Whilst monitoring many platforms for new steps in China manufacturing, we came across this article written by Shi Jing and Yu Ran in Shanghai (China Daily). The article in question responds to the Chinese economic reform, in particular the gear shifting transition from a manufacturing, export driven economy to a service and consumerist economy.
A new strategy
The economic rebalancing of China is in full swing some pressures have been exerted onto the manufacturing industry. As China continues to integrate more and more of its citizens into the excess of megacities; levels of education and skilled labour rise. This has contributed to a shortage of the once abundant factory labour force, forcing factory owners to raise wages and (particularly for many SMEs) reduce already narrow profit margins. To combat this, many private sector SMEs are investing in new machinery. This initial cost however is difficult to offset and obtaining loans with reasonable interest from the banks can a mammoth task. However this is not all bad news.
As many of us have predicted, the rapidly rising GDP is creating a ripple amongst the Chinese market.

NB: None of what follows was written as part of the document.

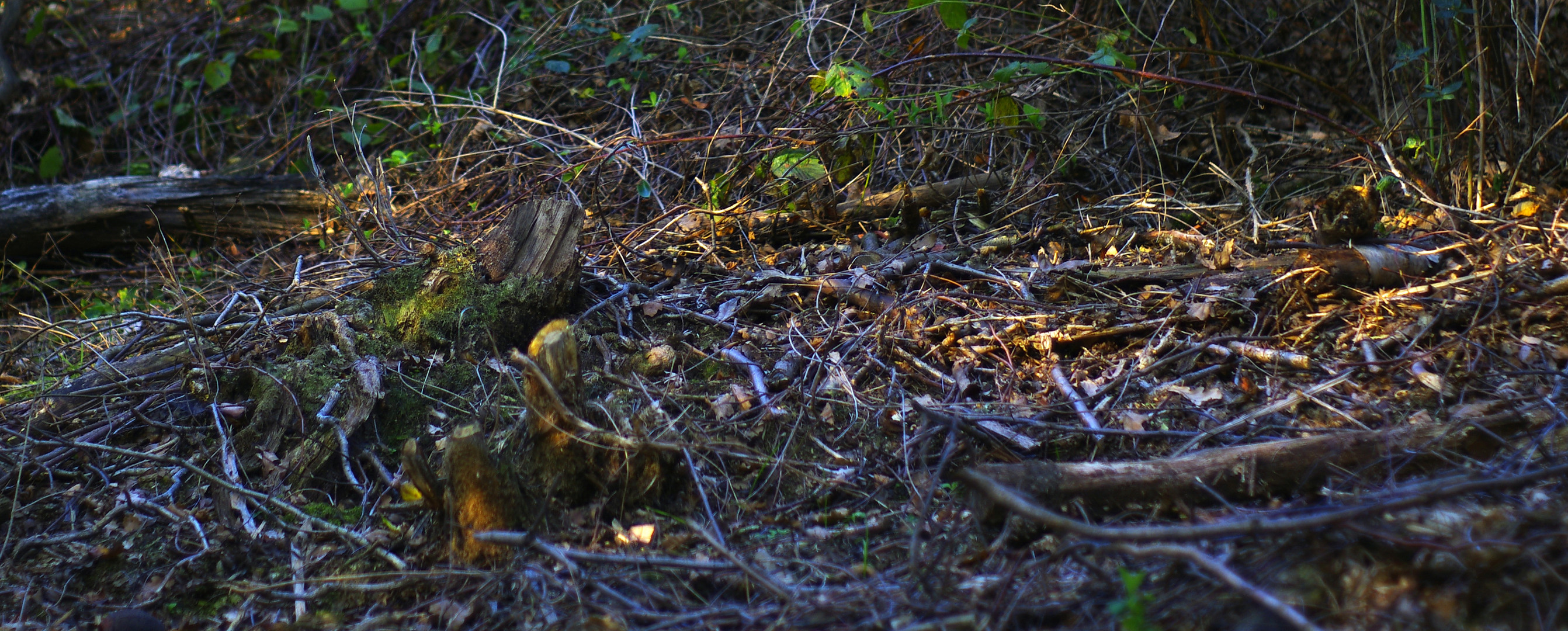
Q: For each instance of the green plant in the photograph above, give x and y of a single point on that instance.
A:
(629, 46)
(1129, 609)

The increase in disposable income, idealization of the ‘Chinese dream’ and growing appreciation for higher quality goods mean that SMEs are exploring the market to find the greatest opportunities for profit and expanding business operations. This progress has risen to change and restructuring of business plans all over to fit the demands that this succession of change requires.
Yet, despite the struggles of many SMEs, China still remains the powerhouse of the global manufacturing industry. The mechanisation of labour will facilitate its transition from the previous abundance of largely unskilled labour into the high-tech industries which will generate larger profit margins.